2012 was a good year for Kodi. He released his debut EP Take Your Challenge, which has five originals on the album – three he wrote himself and the other two he co-wrote with his mum.

“I’d describe my music as pop/indie, but it’s also got a bit of blues in it. I enjoy the songwriting process because I’ll write what I’m thinking about at the time and it gives me a way of expressing myself,” he says.

Take Your Challenge was launched in July last year, in the heart of the Dubbo community where Kodi grew up. Koori Radio made the trip to cover the launch and the EP is currently being featured on US radio. “So we’ll see where that goes,” Kodi says.

At the moment he’s writing new material for his gigs, which can range from playing at the local RSL through to the Dreaming and Woodford festivals.
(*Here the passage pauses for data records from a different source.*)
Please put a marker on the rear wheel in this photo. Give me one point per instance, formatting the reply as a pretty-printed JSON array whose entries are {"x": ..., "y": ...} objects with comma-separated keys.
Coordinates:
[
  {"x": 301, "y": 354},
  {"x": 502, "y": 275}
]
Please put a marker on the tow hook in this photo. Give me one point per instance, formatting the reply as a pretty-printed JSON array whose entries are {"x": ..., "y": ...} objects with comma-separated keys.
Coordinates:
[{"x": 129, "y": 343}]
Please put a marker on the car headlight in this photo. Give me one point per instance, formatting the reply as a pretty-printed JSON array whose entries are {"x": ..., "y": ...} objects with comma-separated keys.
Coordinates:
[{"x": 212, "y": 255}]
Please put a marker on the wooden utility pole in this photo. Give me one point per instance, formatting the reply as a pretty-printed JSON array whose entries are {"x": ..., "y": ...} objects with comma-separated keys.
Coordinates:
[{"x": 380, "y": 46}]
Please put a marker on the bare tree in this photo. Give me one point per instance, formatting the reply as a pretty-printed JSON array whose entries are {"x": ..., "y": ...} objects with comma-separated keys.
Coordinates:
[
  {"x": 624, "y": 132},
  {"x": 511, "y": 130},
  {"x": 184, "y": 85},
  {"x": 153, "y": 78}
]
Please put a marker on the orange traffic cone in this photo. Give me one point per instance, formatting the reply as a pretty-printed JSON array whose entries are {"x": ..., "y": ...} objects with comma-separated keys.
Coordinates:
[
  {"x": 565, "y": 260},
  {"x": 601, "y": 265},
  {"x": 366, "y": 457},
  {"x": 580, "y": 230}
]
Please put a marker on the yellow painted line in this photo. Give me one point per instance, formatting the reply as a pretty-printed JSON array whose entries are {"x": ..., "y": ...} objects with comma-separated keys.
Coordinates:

Along with songwriting and performing in 2012, Kodi also managed to fit in the Higher School Certificate, and gained a better-than-expected ATAR which got him into a Bachelor of Social Work course at Charles Sturt University in Dubbo.

“I prioritised last year. A lot of my friends went out constantly, but I had to forego some of my social ambitions … I did well in the HSC and surprisingly got above what I wanted.”

Kobi didn’t actively plan to go to university, because he wanted to concentrate on his dream of a career in music, but due to his dedication and passion for community work, he decided to study while he keeps following his dream.

“When I was a kid I wanted to do social work and while I was at senior school I started working with my community. I enjoyed the work, attending community based workshops and AECG (Aboriginal Education Consultative Group) meetings. As I was on a DEEWR (The Department of Education, Employment and Workplace Relations) scholarship, we also worked with the Neighbourhood Centre and with homeless youth. Mum and I are always part of the fundraising for the local community, singing and performing at local events, so it’s something I’ve done for most of my life,” he says.

There’s no doubt that Kodi has taken his inspiration and his attitude to life from his parents. As a result of his upbringing, he has a strong belief in social justice.

“I suppose it’s my humanity showing. When you hear other people’s stories… I was lucky enough to be born to two loving parents who gave me a good home and provided for me. Some people don’t have that. I think there should be more equality and I want to help create an even playing field,” he says.

Ultimately, he’s dreaming of a successful music career:  “Music has to be there or I won’t be me.”

While there are increasing opportunities for young Aboriginal and Torres Strait Islanders now, Kodi says he has experienced racism, too, but he says taking the time to inform and educate people helps.

“There is still racism but people are getting quieter with it. I try not to get too angry and explain it to them – the history and the reasons why the opportunities are there for us. And also that there are equivalent opportunities for non-Indigenous people, it’s just that they are promoted more.”